Timothy Courtois' family had been worried about him for weeks. They repeatedly told police in Biddeford, Maine, that the 49-year-old was off his meds for bipolar disorder. And police were also told he had guns. But still, because he wasn't doing anything that rose to the legal definition of imminent threat, police said their hands were tied.
"We're very limited — very, very limited to what we can do," says Biddeford Police Deputy Chief JoAnne Fisk. "Just because somebody has a hunch, we will investigate it. But everybody has rights, and you have the right to bear arms in this country."
It was both frustrating and a relief to police and the family when Courtois was finally arrested for speeding down the highway to what could have been a tragedy. Police found an AK-47, handguns and several boxes of ammunition in Courtois' car as he drove toward New Hampshire, he reportedly told police, to shoot a former employer.
Federal law bars gun sales to the mentally ill only if they've ever been deemed by a judge to be mentally incompetent or involuntarily committed. That may have been the case with Courtois, but states' reporting of such things to the federal database is spotty, and very often, it doesn't show up when a gun seller does a background check.
"It's just shameful to allow people who the law has already said to be too dangerous to have guns to still be able to easily access those guns at licensed dealers," says Dennis Henigan, president of the Brady Campaign to Prevent Gun Violence.
Henigan says Maine has reported just a couple of dozen people out of what may be thousands who should be disqualified — and Pennsylvania, for example, has reported just one.
"Our estimate is that we're probably still missing a million of these records, and this is ridiculous," Henigan says.
But even if reporting were perfect, experts question how much gun violence would be prevented.
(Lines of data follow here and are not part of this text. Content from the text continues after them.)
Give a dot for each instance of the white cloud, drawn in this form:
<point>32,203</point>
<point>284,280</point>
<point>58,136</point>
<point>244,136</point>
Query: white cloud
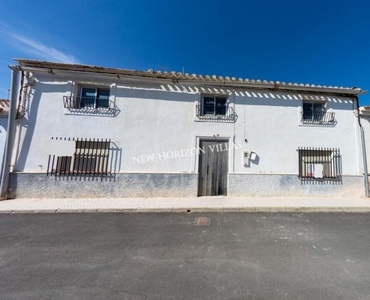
<point>31,46</point>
Federal law doesn't require background checks when guns are sold privately, and even at licensed dealers, the law may not be disqualifying the most dangerous of the mentally ill.
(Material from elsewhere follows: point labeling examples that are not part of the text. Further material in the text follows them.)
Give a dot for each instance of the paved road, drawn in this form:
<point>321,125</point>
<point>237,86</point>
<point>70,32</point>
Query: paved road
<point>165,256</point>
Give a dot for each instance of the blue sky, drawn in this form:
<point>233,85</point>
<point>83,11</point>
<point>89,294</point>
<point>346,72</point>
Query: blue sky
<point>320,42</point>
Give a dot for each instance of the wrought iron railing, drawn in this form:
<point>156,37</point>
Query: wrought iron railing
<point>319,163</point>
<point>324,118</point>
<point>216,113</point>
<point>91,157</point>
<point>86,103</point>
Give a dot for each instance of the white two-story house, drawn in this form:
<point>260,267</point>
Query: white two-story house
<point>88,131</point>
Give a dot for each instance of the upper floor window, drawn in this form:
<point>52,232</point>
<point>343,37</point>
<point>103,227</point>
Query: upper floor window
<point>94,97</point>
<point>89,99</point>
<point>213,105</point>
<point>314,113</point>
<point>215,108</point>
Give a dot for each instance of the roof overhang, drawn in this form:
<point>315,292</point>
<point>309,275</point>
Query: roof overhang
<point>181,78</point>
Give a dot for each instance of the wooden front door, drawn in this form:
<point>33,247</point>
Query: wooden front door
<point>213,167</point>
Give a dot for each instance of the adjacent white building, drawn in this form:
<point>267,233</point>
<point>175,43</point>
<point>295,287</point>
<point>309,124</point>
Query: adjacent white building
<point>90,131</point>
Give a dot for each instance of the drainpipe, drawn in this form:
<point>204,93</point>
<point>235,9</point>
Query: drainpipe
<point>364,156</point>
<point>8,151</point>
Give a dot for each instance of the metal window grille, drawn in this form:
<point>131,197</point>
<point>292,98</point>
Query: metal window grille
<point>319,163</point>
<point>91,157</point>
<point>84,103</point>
"Do we really know that we're finding the right people?" says Jeff Swanson, a psychiatric professor at Duke University School of Medicine. He says it might make sense legally to only disqualify those who have been officially deemed by a court to be mentally unfit. That's the due process courts require. But clinically, Swanson says, it's a pretty arbitrary line.
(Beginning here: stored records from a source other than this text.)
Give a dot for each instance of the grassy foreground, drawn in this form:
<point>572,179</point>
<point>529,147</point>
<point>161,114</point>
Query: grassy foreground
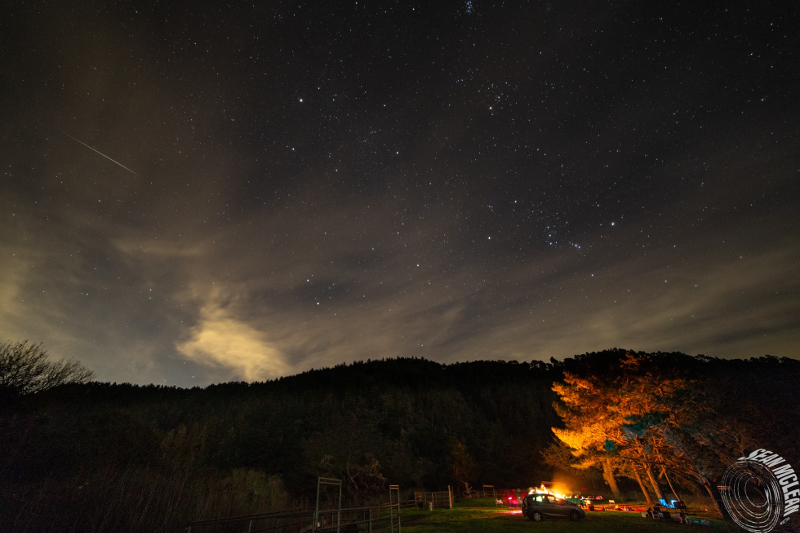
<point>479,518</point>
"A system that relies on searching for official records may never find those individuals. There are lots of people who have an involuntary commitment history who have virtually zero risk of violence," Swanson says.
Take, for example, someone who is involuntarily committed because he's clinically depressed and not eating. Swanson says more relevant risk factors would be a history of violence or substance abuse. But such an in-depth review of every case would be impractical and, experts concede, still not reliable.
"Our ability to predict human behavior is not that great. We don't even think that we can be right most of the time," says Joel Dvoskin, a forensic and clinical psychologist at the University of Arizona Medical School. "I don't pretend I'm Carnac the Magnificent and that I can hold my hand up to somebody's forehead and tell them what they're going to do in three years. It's a dicey business."
With the risk so uncertain, Dvoskin says, it becomes harder to justify revoking someone's rights in the name of public safety. Richard Bonnie, a law and psychiatry professor at the University of Virginia, agrees. At the very least, he says, there should be better systems set up for people who lose their gun rights to apply to get them back. But also, Bonnie says, there needs to be room for more discretion and ways to take less draconian measures — for example, to temporarily suspend gun rights or seize weapons that someone already has.
"There are cases that arise of someone who does seem to be losing it, but it does not appear that they meet commitment criteria. Under those circumstances, precautionary interventions are needed to try to interrupt access to weapons," Bonnie says.
Some states do allow such intermediate interventions, and some also go beyond the federal law revoking gun rights, for example, of anyone who's ever been in treatment for mental illness. But given the small percent of mentally ill who commit gun violence, Bonnie cautions casting such a wide net could actually hurt more than it helps.
"The payoff in terms of preventing violence would be very little. Indeed, you probably would pay a very heavy price by discouraging people from treatment, which in the long run probably would result in more violence, not less," Bonnie says.